The banks rarely explain this to you, and even if they did, there are very few people that would understand.

Options and knowledge are your friends. Using a bank limits them incredibly from the start of the mortgage to the finish because they are looking out for themselves.

They keep you because they limit your options by not giving you the knowledge. Using a broker like myself gives you both. I choose what is best for you with unlimited resources.

30 Sep

RBC red flagging Vancouver

General

Posted by: Chris Cavaghan

You may have heard the report that RBC published and was televised Monday night. I have attached the link to the actual report below.

 RBC red flagged Vancouver due to the lack of affordability.

 Since when has Vancouver been affordable? Why red flag it now? Why is only there only negative news coming from the big banks.

The say affordability is decreasing in Vancouver and I guess that would transfer over to Victoria a little, if it were the case.

 The reasons they used are recent increasing rates and increasing values.

 The percentage of household income taken up by ownership costs is not as high as it was in 2007-08 and the market is softening, prices are reducing.

 The fixed rates have decreased almost a full percentage since they started increasing prime this summer. And even though Prime has gone up to 3%, the variable rate mortgages have stayed the same due to the better discounts that are being offered.

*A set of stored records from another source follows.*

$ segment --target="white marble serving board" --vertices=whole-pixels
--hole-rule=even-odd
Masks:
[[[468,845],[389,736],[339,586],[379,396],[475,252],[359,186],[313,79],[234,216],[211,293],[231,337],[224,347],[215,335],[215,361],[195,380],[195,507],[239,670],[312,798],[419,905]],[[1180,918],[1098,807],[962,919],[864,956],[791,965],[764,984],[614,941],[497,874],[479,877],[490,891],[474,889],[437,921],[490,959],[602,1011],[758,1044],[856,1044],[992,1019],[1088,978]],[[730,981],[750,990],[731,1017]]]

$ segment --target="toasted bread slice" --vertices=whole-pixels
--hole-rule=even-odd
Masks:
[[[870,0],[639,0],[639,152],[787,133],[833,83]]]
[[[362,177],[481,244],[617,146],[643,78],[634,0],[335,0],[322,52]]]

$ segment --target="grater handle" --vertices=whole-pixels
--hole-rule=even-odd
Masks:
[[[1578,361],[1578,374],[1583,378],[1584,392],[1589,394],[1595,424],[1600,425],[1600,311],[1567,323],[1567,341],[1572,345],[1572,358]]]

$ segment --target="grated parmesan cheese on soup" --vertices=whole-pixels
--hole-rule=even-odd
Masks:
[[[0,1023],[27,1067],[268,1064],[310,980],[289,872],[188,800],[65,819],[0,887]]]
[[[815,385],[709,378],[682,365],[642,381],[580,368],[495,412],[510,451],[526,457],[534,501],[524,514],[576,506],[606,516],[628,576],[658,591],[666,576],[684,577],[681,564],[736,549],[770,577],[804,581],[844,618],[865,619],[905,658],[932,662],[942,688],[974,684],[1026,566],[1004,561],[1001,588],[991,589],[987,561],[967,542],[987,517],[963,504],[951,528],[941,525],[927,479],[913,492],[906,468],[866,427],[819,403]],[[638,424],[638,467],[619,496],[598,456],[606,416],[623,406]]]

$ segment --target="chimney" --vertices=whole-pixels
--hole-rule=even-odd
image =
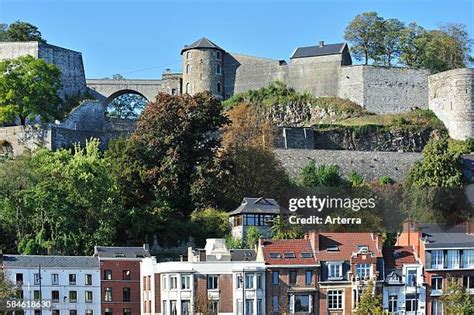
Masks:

 6 months ago the big banks released a publication saying that Prime rate and fixed rates are going up, and fast. Banks do not make as much money on variable mortgages as they do fixed. Since then, fixed rates have decreased substantially and prime is increasing slowly, so far, but looks like it won’t be going anywhere anytime soon.

It is hard to take these types of articles seriously when it looks like they only have their own best interests in mind.